The first two eagle nests in the region were found in Hampshire County in 1981 when a maintenance crew from the South Branch Valley Railroad came across them in the Trough area.
And now, he said, “There are six active nests in Hampshire County.”
Each eagles nest has a pair of adult eagles.
Adult eagles measure from 30 to 40 inches from head to tail, with a 7- to 8-foot wingspan, and weigh from eight to 14 pounds. The female is larger than the male, according to data provided by the U.S. Fish and Wildlife Service, National Conservation Training Center in Shepherdstown.
Fledglings stay in the nest about 11 to 12 weeks when adults start encouraging them to fly.
Bald eagles are believed to live 30 years or longer in the wild.
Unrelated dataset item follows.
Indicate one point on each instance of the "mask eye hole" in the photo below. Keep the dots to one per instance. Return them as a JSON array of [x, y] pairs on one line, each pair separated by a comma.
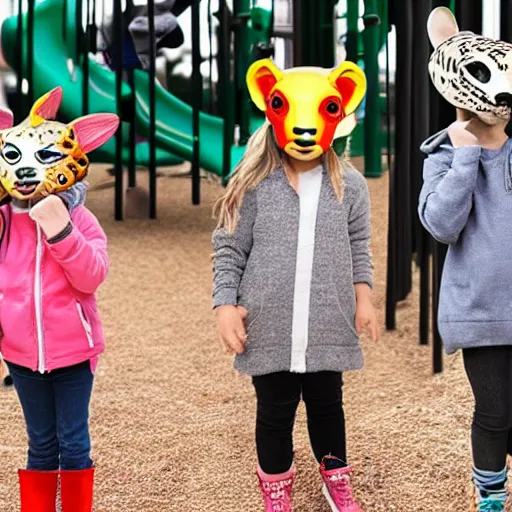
[[48, 156], [11, 154], [278, 103], [331, 108], [479, 71]]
They mate for life, building huge nests in the tops of large trees near rivers, lakes, and other wetlands.
The adults will often return to the same nest year after year making additions to the nest each year. Some nests can reach up to 10 feet across and weigh up to 2,000 pounds. Young eagles are believed to return to within 100 miles or so of their own nest site when they reach maturity and are ready to mate.
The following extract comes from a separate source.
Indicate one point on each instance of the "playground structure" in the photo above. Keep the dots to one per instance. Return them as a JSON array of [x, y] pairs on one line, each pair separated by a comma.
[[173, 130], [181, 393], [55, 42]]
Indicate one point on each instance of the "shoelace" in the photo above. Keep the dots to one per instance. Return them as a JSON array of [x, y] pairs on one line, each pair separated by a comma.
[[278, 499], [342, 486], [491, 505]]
O’Malley said the population expansion of the eagles began in the Eastern Panhandle counties and has spread statewide along the South Branch as far as Blue Grass, Va., but not as far as the Ohio River.
O’Malley said this will likely be the last year that the nests are annually monitored.
“It takes a lot of driving to check all of them,” said O’Malley, whose coverage area includes Hampshire, Jefferson, Hardy, Berkeley, Morgan, Mineral, Grant, and Pendleton counties. “It’s difficult to keep track of all of them. We will probably begin monitoring every five years.”
To view the activities of the eagle nest on the grounds at NCTC in Jefferson County, go to Nctc_eaglecam@fws.gov.
Eagles are protected under state and federal law.